C++, not in order combination of array elements

Question

I am trying to get all combinations of an array with C++ such that

double* list1 = new double[size];

Items in that array is {1,2,3,4,5}

I need to add all possible combinations into a stack, such as:

1+2, 1+2+3, 1+2+3+4，1+2+3+4+5, 1+3, 1+3+4, 1+3+4+5, 1+4, 1+4+5, 1+5...

the problem I am running into is I am doing this through 2 for loops and a while loop

for(int i = 0; i < size - 1; i++)
{
    for(int j = i; j < size - 1; j++)
    {
        double temp = list1[i] + list1[j + 1];
        list1combos.push(temp);
        int k = j + 2;
        while (k <= size - 1)
        {
            temp = temp + list1[k];
            list1combos.push(temp);
            k++;
        }
    }
}

I can get the ones I listed above but I have no clue how to code in combinations such as 1+3+5, or 1+2+5

Please advise on how to get those combinations, thanks stackoverflow!

Answer 1

Following may help: http://ideone.com/SpCejs

template <std::size_t N>
bool increase(std::bitset<N>& bs)
{
    for (std::size_t i = 0; i != bs.size(); ++i) {
        if (bs.flip(i).test(i) == true) {
            return true;
        }
    }
    return false;
}

template <typename T, std::size_t N>
void print_combinaison(const std::array<T, N>& a)
{
    std::bitset<N> bs;

    do {
        for (std::size_t i = 0; i != N; ++i) {
            if (bs.test(i)) {
                std::cout << a[i] << " ";
            }
        }
        std::cout << std::endl;
    } while (increase(bs));
}

Answer 2

Others have already answered your question. I'll point out one important thing:

double* list1=new double(size);

This does not allocate an array of double with size elements.

Instead it allocates a single double and sets the value of it to size. Attempting to access it as an array results in undefined behavior and could lead to a crash.

You want to do this instead:

double* list1=new double[size];

Notice the use of square brackets.
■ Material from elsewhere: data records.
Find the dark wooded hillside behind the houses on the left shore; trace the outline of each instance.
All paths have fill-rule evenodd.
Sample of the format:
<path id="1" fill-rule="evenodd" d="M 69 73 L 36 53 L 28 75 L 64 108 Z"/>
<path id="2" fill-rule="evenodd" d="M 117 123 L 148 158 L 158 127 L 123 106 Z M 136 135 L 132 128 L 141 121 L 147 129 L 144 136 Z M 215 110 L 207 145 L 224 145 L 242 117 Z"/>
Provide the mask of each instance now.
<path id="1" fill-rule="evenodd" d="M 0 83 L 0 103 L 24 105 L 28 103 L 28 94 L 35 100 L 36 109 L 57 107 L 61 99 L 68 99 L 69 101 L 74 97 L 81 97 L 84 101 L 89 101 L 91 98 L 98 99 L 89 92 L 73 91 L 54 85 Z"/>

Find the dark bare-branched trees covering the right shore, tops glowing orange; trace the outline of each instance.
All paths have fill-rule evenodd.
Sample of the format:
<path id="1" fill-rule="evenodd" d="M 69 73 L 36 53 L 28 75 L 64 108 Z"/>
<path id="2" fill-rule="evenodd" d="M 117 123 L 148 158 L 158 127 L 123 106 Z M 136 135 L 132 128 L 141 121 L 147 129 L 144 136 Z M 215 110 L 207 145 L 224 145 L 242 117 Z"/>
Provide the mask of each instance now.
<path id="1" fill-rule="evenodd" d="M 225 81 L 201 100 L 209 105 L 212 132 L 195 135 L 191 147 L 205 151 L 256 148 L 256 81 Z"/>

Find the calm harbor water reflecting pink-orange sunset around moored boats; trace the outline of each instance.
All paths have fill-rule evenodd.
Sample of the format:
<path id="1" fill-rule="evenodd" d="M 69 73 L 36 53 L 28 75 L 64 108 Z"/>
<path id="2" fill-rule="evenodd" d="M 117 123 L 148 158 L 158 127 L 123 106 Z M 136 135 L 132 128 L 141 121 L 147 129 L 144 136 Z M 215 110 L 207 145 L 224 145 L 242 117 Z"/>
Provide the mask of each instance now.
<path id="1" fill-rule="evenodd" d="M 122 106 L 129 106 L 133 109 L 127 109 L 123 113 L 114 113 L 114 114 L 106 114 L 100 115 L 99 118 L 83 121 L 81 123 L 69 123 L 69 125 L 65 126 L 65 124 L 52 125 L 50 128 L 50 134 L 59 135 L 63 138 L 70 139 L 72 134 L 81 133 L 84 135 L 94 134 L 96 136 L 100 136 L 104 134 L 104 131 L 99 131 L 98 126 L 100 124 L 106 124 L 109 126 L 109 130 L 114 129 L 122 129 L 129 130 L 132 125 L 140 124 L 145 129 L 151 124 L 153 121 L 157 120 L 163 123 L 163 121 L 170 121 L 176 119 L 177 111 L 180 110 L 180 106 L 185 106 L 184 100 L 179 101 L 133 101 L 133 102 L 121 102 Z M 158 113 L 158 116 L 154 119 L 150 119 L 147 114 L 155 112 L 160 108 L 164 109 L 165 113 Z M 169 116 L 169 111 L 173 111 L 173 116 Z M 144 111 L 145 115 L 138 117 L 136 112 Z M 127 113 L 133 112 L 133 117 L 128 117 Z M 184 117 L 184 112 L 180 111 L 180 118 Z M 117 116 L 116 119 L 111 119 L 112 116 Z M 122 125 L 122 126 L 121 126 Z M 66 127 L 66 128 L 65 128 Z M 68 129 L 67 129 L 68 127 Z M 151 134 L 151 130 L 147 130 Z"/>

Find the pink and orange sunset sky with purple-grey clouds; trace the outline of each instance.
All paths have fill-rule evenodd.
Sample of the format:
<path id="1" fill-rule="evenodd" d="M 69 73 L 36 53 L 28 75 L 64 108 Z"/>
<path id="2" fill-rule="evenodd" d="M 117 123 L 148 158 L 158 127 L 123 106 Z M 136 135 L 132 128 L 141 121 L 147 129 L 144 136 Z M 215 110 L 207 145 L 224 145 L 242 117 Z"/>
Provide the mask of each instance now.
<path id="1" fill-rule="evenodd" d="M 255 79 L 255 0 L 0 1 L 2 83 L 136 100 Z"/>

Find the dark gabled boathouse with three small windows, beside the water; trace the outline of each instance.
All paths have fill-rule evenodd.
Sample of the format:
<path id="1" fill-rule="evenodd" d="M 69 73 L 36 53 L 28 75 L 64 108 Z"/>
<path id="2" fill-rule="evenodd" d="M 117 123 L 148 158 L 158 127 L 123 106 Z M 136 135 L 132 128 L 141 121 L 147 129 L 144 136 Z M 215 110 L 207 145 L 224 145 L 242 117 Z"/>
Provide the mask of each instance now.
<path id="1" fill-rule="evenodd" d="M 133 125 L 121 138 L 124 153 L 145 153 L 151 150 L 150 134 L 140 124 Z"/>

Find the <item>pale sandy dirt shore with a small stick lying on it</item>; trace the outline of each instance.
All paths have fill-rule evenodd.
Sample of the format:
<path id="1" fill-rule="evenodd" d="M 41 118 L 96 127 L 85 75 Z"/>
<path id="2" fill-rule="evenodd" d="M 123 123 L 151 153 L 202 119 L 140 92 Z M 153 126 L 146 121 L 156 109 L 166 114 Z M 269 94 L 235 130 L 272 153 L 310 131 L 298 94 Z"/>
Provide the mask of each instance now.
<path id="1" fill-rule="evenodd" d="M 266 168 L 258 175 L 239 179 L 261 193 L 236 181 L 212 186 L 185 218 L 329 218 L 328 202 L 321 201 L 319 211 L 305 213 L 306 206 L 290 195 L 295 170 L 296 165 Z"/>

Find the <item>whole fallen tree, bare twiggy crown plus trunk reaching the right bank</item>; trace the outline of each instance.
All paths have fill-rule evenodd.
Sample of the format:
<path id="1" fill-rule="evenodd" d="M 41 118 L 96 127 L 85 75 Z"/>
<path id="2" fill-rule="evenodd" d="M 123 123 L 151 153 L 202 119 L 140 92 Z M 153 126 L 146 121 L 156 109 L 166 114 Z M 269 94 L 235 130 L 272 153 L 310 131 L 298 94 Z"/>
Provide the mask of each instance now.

Also remember that you must call delete[] list1; instead of simply delete list1; when you want to release the allocated memory.

Answer 3

You can approach this problem by printing all subsets of a set {1,2,3,4,5}. There are 2^5 of them - or 2^5-1 since set {0) is meaningless for you.

This code can help you.

#include<iostream>
#include<list>
#include <iterator>

void print( std::list<int> l){
    std::copy( l.begin(), l.end(), std::ostream_iterator<int>( std::cout, " "));
    std::cout << std::endl;
}

void subset( int arr[], int size, int left, int index, std::list<int> &l){
    if( left == 0){

        print(l);
        return;
    }

    for( int i = index; i < size; i++){
        l.push_back( arr[i]);
        subset( arr, size, left - 1, i + 1, l);
        l.pop_back();
    }

}     

int main() {
    int array[5] = { 1, 2, 3, 4, 5} ;
    std::list<int> lt;   
    subset( array, 5, 1, 0, lt);
    subset( array, 5, 2, 0, lt);
    subset( array, 5, 3, 0, lt);
    subset( array, 5, 4, 0, lt);
    subset( array, 5, 5, 0, lt);

    return 0;
}

http://ideone.com/J78J7q

more algorithms for subsets: generate all subsets of size k from a set

Answer 4

Since the order does not matter, I would suggest having an array of the same size as your x and perform a binary increment on it, i.e. you start with the array inited to only 0s and count until you have only 1s. For every addition of a 1 you would pick a permutation from your x array.

First iteration:
0 0 0 0 0 -> empty
Second iteration:
0 0 0 0 1 -> you pick 5
3rd iteration:
0 0 0 1 0 -> you pick 4
4th iteration:
0 0 0 1 1 -> you pick 4 and 5
And so on until you reach:
1 1 1 1 1 -> you pick 1, 2, 3, 4 and 5